Wednesday, September 2, 2009

Polar Methane: When lighting a match might be the last thing you do

http://abcnews.go.com/Technology/JustOneThing/story?id=8457650

So, if I'm reading this above story correctly we might see a fisherman slowly moving across a lake in his boat. As he lights his cigarette someone at the shore hears either a boom or a whoosh depending upon the concentration of invisible methane released and the fisherman is now either dead or seriously burned as the methane cloud burns or explodes.

Either way, we have a new problem in the far north in the melting permafrost, bubbling up 24 hours a day this time of year, especially out of ponds and lakes: methane.

To my way of thinking what is happening is that thousands of years ago when the axis changed from magnetic north(somewhere in northern Canada) to what is the now north pole a lot of mammoths might have suddenly frozen as well as various other mammals and birds that couldn't find some place underground to hide during this serious freeze. Now thousands of years later the reverse is happening and all the methane trapped during the freezing from all those bodies is just starting to be released into the atmosphere from the permafrost once again. This is being cause by global warming and the melting out of eventually all the ice in the northern polar regions during this time of the year.
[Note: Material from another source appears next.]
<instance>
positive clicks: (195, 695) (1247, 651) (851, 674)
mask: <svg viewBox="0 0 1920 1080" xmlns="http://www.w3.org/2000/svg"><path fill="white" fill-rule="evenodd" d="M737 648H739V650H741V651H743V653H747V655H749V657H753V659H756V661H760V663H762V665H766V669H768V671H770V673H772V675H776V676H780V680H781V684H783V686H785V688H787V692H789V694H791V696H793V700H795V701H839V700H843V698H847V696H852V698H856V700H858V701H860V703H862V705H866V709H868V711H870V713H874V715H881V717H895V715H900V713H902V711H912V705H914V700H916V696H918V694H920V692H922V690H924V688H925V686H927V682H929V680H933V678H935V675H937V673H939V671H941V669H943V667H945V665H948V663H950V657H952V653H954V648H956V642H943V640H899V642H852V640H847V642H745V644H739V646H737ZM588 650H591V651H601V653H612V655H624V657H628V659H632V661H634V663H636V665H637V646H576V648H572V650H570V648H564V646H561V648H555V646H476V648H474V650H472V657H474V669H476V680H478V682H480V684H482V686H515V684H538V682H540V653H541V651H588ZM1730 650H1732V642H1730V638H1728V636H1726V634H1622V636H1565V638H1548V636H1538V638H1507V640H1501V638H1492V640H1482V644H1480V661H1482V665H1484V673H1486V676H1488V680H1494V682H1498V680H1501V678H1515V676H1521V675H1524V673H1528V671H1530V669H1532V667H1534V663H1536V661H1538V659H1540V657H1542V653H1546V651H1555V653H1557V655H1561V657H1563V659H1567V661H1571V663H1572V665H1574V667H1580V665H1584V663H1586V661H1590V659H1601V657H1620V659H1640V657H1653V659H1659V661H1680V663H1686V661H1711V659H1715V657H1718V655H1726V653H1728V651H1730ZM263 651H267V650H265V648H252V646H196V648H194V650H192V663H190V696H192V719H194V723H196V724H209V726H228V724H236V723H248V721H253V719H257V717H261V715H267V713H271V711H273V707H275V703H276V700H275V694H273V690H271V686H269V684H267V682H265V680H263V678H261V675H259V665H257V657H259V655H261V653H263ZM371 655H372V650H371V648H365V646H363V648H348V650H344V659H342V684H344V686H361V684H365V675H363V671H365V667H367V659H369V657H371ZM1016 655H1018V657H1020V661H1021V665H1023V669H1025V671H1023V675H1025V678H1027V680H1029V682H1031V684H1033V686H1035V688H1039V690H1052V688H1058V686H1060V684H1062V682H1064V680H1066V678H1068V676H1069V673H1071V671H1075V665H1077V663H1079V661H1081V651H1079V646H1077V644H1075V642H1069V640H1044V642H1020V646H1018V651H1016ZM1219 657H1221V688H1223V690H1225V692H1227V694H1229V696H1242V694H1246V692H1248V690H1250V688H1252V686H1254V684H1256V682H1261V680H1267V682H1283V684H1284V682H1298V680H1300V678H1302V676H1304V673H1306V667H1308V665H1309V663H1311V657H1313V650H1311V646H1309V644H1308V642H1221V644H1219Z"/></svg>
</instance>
So during the summers and falls we can expect eventually no more ice for a month or more during these times of years and increasing amounts of methane released as the years progress.

The real problem with all this is not in the end just the fishermen or hikers that might die from methane explosions caused by lighting matches or lighters but how this will affect directly or indirectly all life on earth as global warming is only increased by this incredible amount of methane during summer and fall months.